League tables compiled by think tank Green Alliance placed Gwynedd top for solar and Mid Glamorgan for onshore wind.
Cambridgeshire, which now generates enough solar power for 50,000 homes, and Lincolnshire, feature in the top ten for both.
Amy Mount, head of the Greener UK unit at Green Alliance, said: ‘Following the UK’s ratification of the Paris climate agreement, these data bring it home, showing that progress in tackling climate change isn’t just about world leaders making deals – though they’re very important.
‘It’s as much about the actions of communities and businesses here in the UK, who are gradually transforming our power system into one that’s pollution-free and fit for the 21st century.’
Green Alliance has launched the 2016 update of its interactive website which allows users to find out how renewable energy is progressing across England and Wales.
‘We have a long tradition of energy production in Gwynedd, and we are pleased that there has been a rise in terms of the production of solar energy within the county,’ said Councillor Mandy Williams-Davies, Gwynedd Council cabinet member for economy and community matters.
‘This is of environmental, social and economic benefit to the county as a whole. The council’s carbon management plan has already reduced the carbon emissions of council properties by 35,000 tonnes and delivered £3.1m cumulative revenue savings over recent years.
‘This, along with other renewable developments within the county, are obviously helping to deliver real improvements in Gwynedd’s production of renewable energy.’
The rankings are based on nearly one million projects and were produced via analysis of datasets such as the DECC planning database, installation reports of the feed-in tariff and renewables obligation certificates and through freedom of information requests for different categories of the Renewable Heat Incentive.

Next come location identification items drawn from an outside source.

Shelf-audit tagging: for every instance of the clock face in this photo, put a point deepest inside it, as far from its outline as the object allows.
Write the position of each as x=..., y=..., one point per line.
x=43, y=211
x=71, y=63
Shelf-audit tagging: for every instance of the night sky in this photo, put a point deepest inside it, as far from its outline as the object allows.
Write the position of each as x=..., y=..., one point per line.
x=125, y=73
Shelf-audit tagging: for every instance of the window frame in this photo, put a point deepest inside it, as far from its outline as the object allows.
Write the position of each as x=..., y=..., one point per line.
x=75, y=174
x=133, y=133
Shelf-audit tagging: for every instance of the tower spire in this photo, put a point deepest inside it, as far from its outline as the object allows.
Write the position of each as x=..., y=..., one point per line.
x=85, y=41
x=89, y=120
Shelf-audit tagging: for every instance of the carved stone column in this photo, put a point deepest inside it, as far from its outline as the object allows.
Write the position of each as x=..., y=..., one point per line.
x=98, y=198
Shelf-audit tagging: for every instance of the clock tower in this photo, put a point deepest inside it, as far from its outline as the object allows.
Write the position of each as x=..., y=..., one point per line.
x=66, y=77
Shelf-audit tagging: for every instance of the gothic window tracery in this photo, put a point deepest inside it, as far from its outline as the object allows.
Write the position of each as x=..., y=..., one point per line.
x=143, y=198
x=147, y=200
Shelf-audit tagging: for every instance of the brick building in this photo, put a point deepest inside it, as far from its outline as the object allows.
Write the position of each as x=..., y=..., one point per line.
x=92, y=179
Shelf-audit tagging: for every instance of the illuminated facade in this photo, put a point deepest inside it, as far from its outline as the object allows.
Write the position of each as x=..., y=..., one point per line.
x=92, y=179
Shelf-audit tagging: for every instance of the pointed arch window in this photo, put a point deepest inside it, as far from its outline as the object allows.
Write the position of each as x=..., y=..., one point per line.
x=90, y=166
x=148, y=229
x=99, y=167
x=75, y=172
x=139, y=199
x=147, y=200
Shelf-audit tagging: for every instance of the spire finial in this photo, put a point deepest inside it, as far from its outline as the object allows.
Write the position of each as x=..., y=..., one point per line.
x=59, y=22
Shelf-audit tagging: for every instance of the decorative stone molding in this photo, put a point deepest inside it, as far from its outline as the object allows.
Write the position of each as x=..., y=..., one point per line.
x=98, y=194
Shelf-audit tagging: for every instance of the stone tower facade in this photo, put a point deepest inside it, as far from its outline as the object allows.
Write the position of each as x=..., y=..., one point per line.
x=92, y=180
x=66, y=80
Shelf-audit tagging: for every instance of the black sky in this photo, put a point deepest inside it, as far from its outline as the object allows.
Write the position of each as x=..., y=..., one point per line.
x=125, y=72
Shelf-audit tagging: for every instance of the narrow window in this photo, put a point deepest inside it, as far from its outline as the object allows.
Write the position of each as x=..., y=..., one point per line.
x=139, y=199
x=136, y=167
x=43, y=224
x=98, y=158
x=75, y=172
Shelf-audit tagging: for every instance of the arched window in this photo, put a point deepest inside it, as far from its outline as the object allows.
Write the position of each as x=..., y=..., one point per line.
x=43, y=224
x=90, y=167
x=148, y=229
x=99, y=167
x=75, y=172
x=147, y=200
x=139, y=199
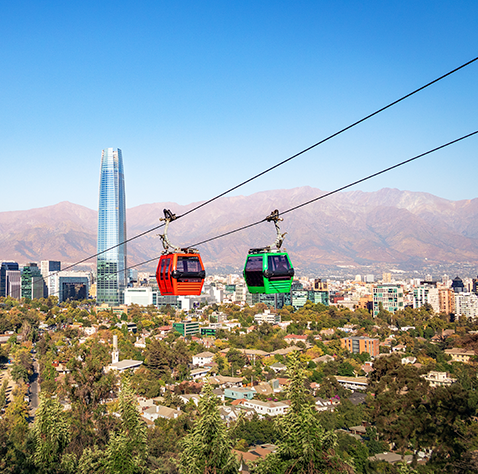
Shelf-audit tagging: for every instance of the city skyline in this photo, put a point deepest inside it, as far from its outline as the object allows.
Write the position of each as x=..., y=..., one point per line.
x=112, y=258
x=214, y=93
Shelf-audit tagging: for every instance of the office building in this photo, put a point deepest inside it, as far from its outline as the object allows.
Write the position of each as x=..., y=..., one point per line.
x=186, y=328
x=421, y=296
x=4, y=268
x=71, y=285
x=389, y=297
x=357, y=345
x=48, y=268
x=466, y=304
x=31, y=282
x=111, y=264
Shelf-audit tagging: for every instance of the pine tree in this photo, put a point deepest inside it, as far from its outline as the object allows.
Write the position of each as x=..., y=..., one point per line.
x=127, y=450
x=306, y=447
x=207, y=449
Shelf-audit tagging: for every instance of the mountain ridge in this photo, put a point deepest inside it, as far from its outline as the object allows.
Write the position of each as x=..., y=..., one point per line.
x=352, y=228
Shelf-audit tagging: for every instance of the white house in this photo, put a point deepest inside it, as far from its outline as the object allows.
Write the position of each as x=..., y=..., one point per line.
x=202, y=359
x=266, y=408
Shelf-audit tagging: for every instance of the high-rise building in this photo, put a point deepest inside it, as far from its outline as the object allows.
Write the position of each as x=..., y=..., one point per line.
x=111, y=264
x=4, y=268
x=389, y=297
x=31, y=282
x=48, y=268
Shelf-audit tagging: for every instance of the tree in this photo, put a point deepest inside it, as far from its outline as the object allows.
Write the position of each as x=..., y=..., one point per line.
x=127, y=450
x=306, y=447
x=207, y=449
x=50, y=434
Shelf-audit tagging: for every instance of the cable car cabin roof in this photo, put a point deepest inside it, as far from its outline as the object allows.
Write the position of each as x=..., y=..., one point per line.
x=268, y=272
x=180, y=274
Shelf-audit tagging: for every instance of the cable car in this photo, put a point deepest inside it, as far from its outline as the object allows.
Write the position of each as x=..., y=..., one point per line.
x=269, y=270
x=180, y=271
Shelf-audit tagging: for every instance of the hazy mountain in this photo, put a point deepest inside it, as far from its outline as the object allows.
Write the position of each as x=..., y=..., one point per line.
x=354, y=228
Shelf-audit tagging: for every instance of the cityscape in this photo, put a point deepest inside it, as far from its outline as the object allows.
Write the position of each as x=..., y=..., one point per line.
x=276, y=273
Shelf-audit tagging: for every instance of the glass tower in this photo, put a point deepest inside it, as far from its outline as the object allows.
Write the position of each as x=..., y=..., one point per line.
x=111, y=265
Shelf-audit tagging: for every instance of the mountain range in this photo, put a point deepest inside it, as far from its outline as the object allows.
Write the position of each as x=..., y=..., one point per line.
x=353, y=229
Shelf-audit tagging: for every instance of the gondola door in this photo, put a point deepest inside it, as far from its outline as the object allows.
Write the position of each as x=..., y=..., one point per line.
x=163, y=275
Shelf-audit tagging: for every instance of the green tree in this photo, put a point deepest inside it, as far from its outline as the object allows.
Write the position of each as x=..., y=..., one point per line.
x=127, y=450
x=50, y=435
x=306, y=447
x=207, y=449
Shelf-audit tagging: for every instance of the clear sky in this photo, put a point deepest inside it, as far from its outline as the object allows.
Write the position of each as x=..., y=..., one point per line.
x=200, y=95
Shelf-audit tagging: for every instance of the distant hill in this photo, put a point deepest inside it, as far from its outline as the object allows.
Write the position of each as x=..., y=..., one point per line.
x=354, y=228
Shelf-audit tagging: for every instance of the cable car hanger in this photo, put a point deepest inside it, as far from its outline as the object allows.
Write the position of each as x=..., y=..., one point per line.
x=168, y=246
x=277, y=244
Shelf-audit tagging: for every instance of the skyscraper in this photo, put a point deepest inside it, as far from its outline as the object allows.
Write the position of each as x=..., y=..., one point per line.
x=111, y=265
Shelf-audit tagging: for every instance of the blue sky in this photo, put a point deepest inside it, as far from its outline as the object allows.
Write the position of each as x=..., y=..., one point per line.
x=202, y=95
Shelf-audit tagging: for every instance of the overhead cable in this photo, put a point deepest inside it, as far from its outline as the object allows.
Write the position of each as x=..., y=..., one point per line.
x=284, y=161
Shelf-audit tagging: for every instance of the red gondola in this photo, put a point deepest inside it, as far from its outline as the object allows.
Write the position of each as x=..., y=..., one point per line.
x=180, y=271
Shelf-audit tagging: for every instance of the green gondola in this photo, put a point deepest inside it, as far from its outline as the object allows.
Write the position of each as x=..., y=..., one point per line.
x=268, y=270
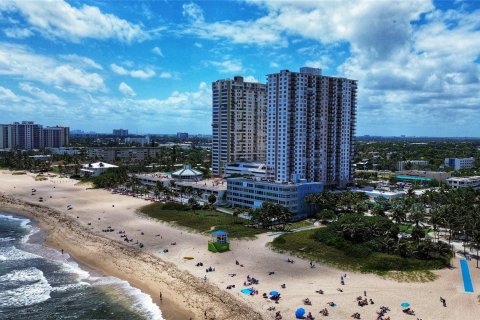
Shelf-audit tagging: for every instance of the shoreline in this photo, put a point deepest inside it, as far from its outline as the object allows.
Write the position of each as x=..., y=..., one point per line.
x=62, y=232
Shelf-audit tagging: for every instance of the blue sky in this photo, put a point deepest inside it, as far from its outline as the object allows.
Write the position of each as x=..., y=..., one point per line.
x=148, y=65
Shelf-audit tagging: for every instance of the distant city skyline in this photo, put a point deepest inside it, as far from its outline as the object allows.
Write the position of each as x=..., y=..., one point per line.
x=148, y=66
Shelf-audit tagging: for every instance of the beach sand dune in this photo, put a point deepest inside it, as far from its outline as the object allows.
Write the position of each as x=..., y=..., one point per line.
x=185, y=292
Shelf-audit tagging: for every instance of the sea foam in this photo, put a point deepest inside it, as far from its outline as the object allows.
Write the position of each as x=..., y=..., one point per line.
x=31, y=287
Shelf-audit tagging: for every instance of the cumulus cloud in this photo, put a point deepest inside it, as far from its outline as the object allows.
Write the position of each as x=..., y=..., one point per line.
x=7, y=94
x=18, y=33
x=40, y=94
x=20, y=61
x=140, y=74
x=126, y=90
x=260, y=31
x=59, y=19
x=158, y=51
x=228, y=66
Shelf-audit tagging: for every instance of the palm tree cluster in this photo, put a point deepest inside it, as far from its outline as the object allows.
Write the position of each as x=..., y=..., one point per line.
x=454, y=211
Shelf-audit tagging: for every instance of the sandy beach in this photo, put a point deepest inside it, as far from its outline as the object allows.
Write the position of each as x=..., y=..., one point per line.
x=185, y=292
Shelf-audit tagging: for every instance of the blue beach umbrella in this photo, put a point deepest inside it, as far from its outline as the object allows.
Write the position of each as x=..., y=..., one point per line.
x=300, y=312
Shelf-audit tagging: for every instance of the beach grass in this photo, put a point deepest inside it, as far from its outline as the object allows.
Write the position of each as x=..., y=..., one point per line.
x=201, y=220
x=304, y=245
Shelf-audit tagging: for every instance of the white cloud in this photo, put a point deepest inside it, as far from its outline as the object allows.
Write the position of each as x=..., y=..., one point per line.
x=59, y=19
x=82, y=62
x=18, y=33
x=250, y=79
x=20, y=61
x=140, y=74
x=46, y=97
x=166, y=75
x=158, y=51
x=228, y=66
x=7, y=94
x=126, y=90
x=274, y=65
x=260, y=31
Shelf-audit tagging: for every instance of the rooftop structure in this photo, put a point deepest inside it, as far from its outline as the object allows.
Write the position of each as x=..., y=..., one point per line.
x=187, y=174
x=204, y=188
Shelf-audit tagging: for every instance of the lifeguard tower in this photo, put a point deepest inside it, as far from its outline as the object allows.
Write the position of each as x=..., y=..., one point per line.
x=219, y=242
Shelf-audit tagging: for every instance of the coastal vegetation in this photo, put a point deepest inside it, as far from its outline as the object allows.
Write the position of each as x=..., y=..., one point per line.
x=395, y=237
x=201, y=220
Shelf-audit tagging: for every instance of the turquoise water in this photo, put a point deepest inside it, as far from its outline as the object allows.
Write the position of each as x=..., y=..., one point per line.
x=41, y=283
x=467, y=280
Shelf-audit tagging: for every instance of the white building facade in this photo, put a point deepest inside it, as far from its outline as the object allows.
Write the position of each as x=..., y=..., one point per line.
x=238, y=122
x=311, y=127
x=460, y=163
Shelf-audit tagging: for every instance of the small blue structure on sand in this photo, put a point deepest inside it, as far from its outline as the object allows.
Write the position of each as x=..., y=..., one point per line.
x=219, y=243
x=467, y=280
x=299, y=313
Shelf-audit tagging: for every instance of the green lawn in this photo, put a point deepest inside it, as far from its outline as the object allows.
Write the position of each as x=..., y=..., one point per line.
x=304, y=245
x=201, y=220
x=298, y=224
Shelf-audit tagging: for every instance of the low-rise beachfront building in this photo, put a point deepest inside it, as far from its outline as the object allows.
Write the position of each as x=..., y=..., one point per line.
x=374, y=193
x=187, y=173
x=251, y=193
x=204, y=188
x=255, y=169
x=464, y=182
x=432, y=175
x=402, y=165
x=151, y=179
x=460, y=163
x=95, y=169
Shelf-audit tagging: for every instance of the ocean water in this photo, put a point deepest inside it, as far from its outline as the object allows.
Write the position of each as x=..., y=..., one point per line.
x=41, y=283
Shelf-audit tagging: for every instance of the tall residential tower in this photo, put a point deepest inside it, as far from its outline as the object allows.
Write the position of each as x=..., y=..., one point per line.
x=311, y=127
x=239, y=122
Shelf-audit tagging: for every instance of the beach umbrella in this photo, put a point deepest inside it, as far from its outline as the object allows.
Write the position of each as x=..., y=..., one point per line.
x=300, y=312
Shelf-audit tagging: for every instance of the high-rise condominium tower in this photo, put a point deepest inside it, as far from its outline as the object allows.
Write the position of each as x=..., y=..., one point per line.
x=239, y=122
x=311, y=127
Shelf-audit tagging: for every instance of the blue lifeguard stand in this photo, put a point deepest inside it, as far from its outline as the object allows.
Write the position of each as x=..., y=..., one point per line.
x=219, y=242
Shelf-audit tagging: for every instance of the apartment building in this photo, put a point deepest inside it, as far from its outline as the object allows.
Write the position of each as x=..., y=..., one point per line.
x=310, y=127
x=56, y=137
x=460, y=163
x=464, y=182
x=252, y=193
x=238, y=122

Robert Proctor, business development manager for Community Energy Wales, said: ‘Projects such as Awel Coop, a 4.7MW wind farm currently under construction, show what can be achieved through community ownership. Community energy projects are also leading the way in developing new business models that promote a greater link between local supply and demand.
With over £5m raised through community share offers over the last three years to invest in schemes like these, it demonstrates that there is a growing interest in supporting the democratisation of our energy.’